In this study, flowering and seeding occurred in the rainy season at the end of November 2018. According to Rosliani et al. (2016) that during the rainy season pollinating insect activity decrease when compared to its activities in the dry season, especially in Apis serana and Vespidae insects. The emergence of 75% of flowers in full blooming period of all treatments were 52.85 days which is between December (weeks 3-4), in which by this period it rains frequently, whereas the average amount of rainfall in December is at 4.84 mm. According to Rosliani et al. (2005) the planting time affects flowering and seed production. The dry season is the right time for flowering and onion seed production (Rosliani et al., 2005). Furthermore, as stated by Rosliani et al. (2016) which mentioned that the production of shallots seeds should produced during the dry season because at that time, besides the high activity of pollinating insects, there was also a low attack of pests and diseases. This could be potentially reducing seed yields. On this experiment, the main diseases were

fusarium and caterpillar (Agrotis sp.). To anticipate the disease attack, prevention and control of disturbing organisms has been carried out regularly once a week with the application of fungicides and insecticides in accordance with the recommendations. The main pests that arise when plant growth are controlled by the Furadan application. To anticipate rain water exposure at the study site, plastic houses were used because of planting shallots to ensure that the treatment was not washed away by rainwater. Thus, plants can carry out vegetative growth until they succeed in entering the generative period and seed formation.

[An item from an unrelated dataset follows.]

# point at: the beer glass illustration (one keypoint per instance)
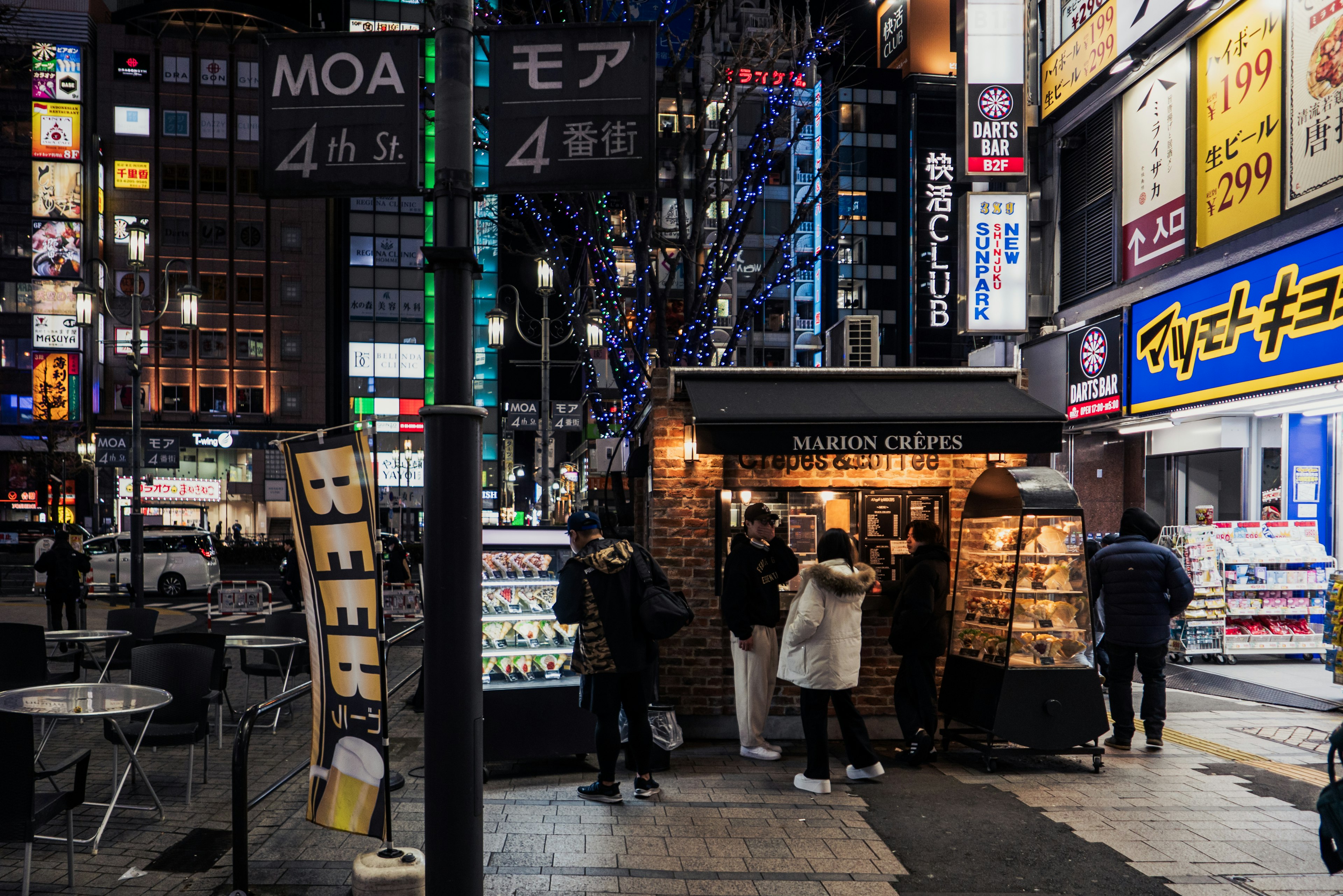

Instead of genetic and endoegnious factors of the palnt itself such varieties Rikanth and Schmid (2011) stated that flowering time can be influenced by various environmental factors. To increase yield, research needs to be done by under a higher altitude. This study was conducted at an altitude of 923 m above sea level while according to (Rosliani et al. 2016) that the production of optimal shallot seeds is cultivated at altitudes above 1,000 m above sea level. This is because flowering onions requires a low temperature of 7-12oC to induce flowering and 12-18oC to increase the size and time of flowering. The novelties of this study was the succefullnes on producing lower altitude of shallot (Biru Lancor varieties) seeds under various different treatments to dtecet the the different level of N fertilizer ans seaweed extract.

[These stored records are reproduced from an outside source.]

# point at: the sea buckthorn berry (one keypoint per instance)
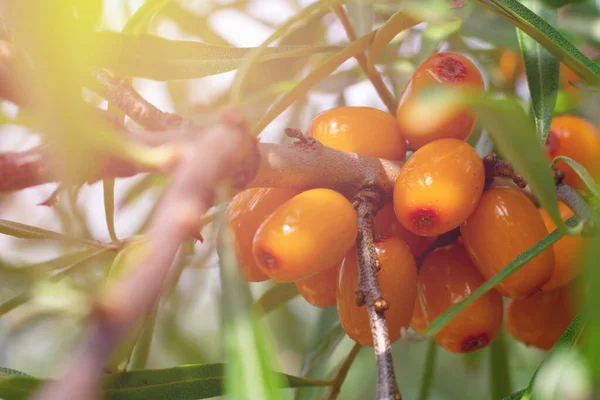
(306, 235)
(504, 225)
(541, 319)
(447, 277)
(438, 187)
(444, 69)
(319, 289)
(386, 224)
(363, 130)
(567, 251)
(245, 213)
(575, 138)
(398, 284)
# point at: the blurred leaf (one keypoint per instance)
(541, 31)
(277, 295)
(438, 31)
(542, 70)
(511, 268)
(23, 231)
(189, 382)
(362, 16)
(499, 369)
(108, 186)
(315, 361)
(249, 373)
(582, 172)
(397, 23)
(317, 75)
(140, 20)
(156, 58)
(427, 377)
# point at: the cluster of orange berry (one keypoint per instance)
(308, 237)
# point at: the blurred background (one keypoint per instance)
(39, 335)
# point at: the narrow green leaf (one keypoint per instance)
(541, 31)
(142, 17)
(249, 374)
(23, 231)
(583, 173)
(277, 295)
(109, 207)
(427, 376)
(511, 268)
(189, 382)
(314, 362)
(542, 70)
(500, 386)
(317, 75)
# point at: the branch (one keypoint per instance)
(367, 203)
(373, 76)
(223, 153)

Observation to the weight of 100 seeds is very influential on overall seed yield. The higher the weight of 100 seeds, the higher the yield of seeds produced per unit area. However, there is no significantly effect from all treatments in this tudy. Lack of water during seed filling or seeding phase can reduce yields as a result of reduced seed size (Akil et al., 2007). Adding to this, total seed yields were calculated per 1000 m2 area. The results of the seeds in this study showed that the average seed yield on N1 was 748,835 g while the average yield on N2 was 867.46 g in which thos value are significantly different compare to control treatment. Average seed yields of seeds per 1000 m2 can reach 11.529 g (Rosliani et al., 2018), which meant higher than those value compare to the seed yield this study. The differences may due to the difference on shallot varieties and those geographical positions. The effect of the addition of seweed extract as biostimulant successfully increases the seed yield in the area in 1000 m2. The results of this study are in line with the research conducted by Du Jurdin (2015) on soybean plants which suggested that biostimulant had a significant effect on the number of crop pods, number of seeds per pod, number of branches, seed harvest. This is due to an increase in the absorption of N, P and K (Rathore, 2015)

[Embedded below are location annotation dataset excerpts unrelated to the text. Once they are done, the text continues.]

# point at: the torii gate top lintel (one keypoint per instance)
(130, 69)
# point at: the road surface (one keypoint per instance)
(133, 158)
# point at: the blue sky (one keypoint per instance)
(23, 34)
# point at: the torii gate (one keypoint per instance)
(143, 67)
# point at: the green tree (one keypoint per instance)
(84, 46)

The observation of tubers weight at 99 DAP showed that the lowest results were in the control (32 grams per plot size 2 m2) which was significantly different from all other treatments. The average tuber weight produced in the N1 treatment at all RL concentrations were at 58.00 grams while the N2 treatment in all concentrations produced a tuber average of 53.08. When compared with the control, tuber weight of N1 at all concentrations increased by 81.25% while in N2 treatment the increase was only 65.88%. The results of this study are in line with the research conducted by Gebretsadik and Dechassa (2018) that the lower the nitrogen, the higher the formation of tubers were produced.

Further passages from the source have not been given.